Roderick Stewart volcano-seismologist
March 5, 2021
New volcano lead scientist on the ground to monitor La Soufriere

The lead scientist on the ground for the monitoring of La Soufriere has changed over to volcano-seismologist Roderick Stewart who has over 30 years of experience working in his field.

While he will be taking over this position from Dr Thomas Christopher, the scientist made it clear on Tuesday, March 2, at an “Eyeing La Soufriere virtual meeting for North Leeward”, that the same team is working on the volcano as has always been.

“I just want to say that although you see a new face and a new voice you might hear from time to time it’s the same old team,” Stewart, based at both the University of the West Indies (UWI)- Seismic Research Centre (SRC) and the Montserrat Volcano Observatory (MVO), stated.

His experience includes the study of volcanoes in Papa New Guinea, and Japan, and he was the Director of the MVO from 2012 to 2019.

Stewart has been working with the team at UWI for 15 years.

“We trust each other and we speak on behalf of each other. So although you see I’m a new person, I am representing the same team that’s been here all along,” he said.

His main focus while in the country will be working on the computer data acquisition at the Belmont Observatory.
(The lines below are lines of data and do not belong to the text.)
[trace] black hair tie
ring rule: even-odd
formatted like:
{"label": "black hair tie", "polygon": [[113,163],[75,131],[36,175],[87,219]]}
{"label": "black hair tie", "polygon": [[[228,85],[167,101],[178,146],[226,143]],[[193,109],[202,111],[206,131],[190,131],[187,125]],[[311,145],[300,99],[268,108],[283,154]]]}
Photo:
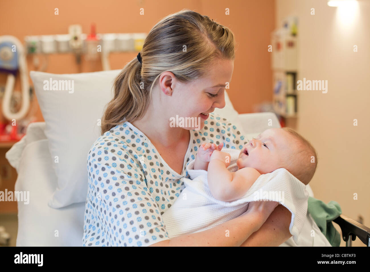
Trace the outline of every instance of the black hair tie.
{"label": "black hair tie", "polygon": [[140,55],[139,52],[139,54],[138,54],[137,56],[137,57],[138,58],[138,60],[139,62],[141,64],[142,64],[142,61],[141,60],[141,56]]}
The team has taken pains to put seismic equipment to monitor the volcano, and while this is being recorded in Trinidad and Montserrat, they have also been recording in Belmont because it necessary for them to be near the volcano.
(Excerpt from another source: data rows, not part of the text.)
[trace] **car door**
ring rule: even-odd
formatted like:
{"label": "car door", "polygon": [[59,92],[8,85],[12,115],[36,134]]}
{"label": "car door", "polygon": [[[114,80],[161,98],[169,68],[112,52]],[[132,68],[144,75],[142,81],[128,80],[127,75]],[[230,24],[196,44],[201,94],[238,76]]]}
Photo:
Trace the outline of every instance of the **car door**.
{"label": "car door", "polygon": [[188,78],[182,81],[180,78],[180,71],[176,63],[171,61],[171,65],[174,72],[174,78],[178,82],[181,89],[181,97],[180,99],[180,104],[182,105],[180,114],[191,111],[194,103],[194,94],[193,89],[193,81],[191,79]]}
Stewart will be working with local personnel to train them in interpreting and processing the data.

Dr Christopher, who has over two decades of experience working with active volcanoes himself, will remain on island for the time being.

In his update on March 2, Christopher notably revealed that the number of volcanic events increased in February.
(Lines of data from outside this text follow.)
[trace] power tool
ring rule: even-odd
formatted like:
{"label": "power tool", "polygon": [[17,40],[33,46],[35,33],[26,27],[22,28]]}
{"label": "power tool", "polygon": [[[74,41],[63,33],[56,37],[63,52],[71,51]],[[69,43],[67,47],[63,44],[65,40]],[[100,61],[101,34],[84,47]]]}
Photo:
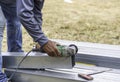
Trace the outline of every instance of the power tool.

“…So each of these spikes is a number of events on a single day,” he said as he referred to a graph, “So the highest total we had on February 20 was just over 200 events on that single day. As you could see it’s definitely pulsing but there is some evidence of an increase as time is going on.” However, he has assured that this is not outlandish or unusual.

The scientists had to cope over the past few weeks with weather conditions and it had been a while since they were able to have a good look at the dome.

What can be said at this stage is that the dome is still growing slowly, dominantly in the north-south direction as the volcano continues to erupt effusively, as it has been doing since late December of 2020.